Plus je regarde le passé derrière moi, plus je vois cette quasi-trentaine d’années de perdues par l’irresponsabilité et le manque de vision des dirigeants de la France, plus je reste persuadé que l’élection de Raymond Barre à la Présidence de la République en mai 1988 aurait changé la face des choses en France. Le pays aurait alors accepté de s’occuper de ses vrais problèmes, aurait eu le courage de faire des réformes pour enrayer son déclin et amorcer sa renaissance.

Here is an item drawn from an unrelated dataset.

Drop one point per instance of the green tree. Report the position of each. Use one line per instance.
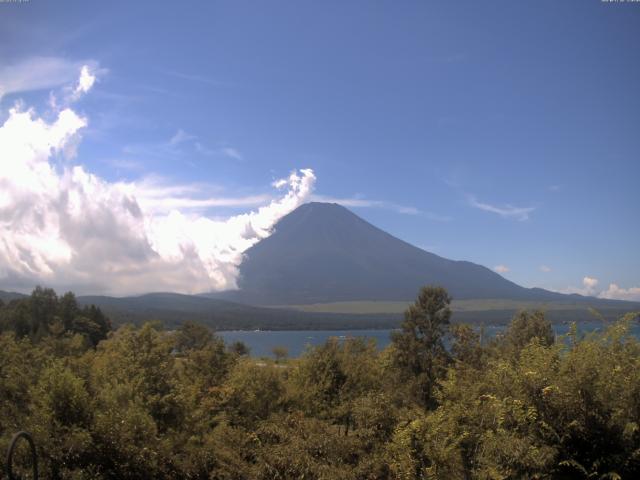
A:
(418, 349)
(526, 326)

Et le premier des courages, cela aurait été d’arrêter la fuite en avant du clientélisme électoraliste onéreux qui a fait grimper la dette publique à des niveaux inimaginables.

Il y a exactement dix ans, le 25 août 2007, l’ancien Premier Ministre Raymond Barre est mort, à l’âge de 83 ans, au Val-de-Grâce, quatre jours avant un autre Premier Ministre, Pierre Messmer, dans le même hôpital parisien. Cela faisait quatre mois qu’il était hospitalisé et plusieurs années qu’il était malade. Les obsèques furent célébrées le 29 août 2007 par le cardinal André Vingt-Trois, archevêque de Paris.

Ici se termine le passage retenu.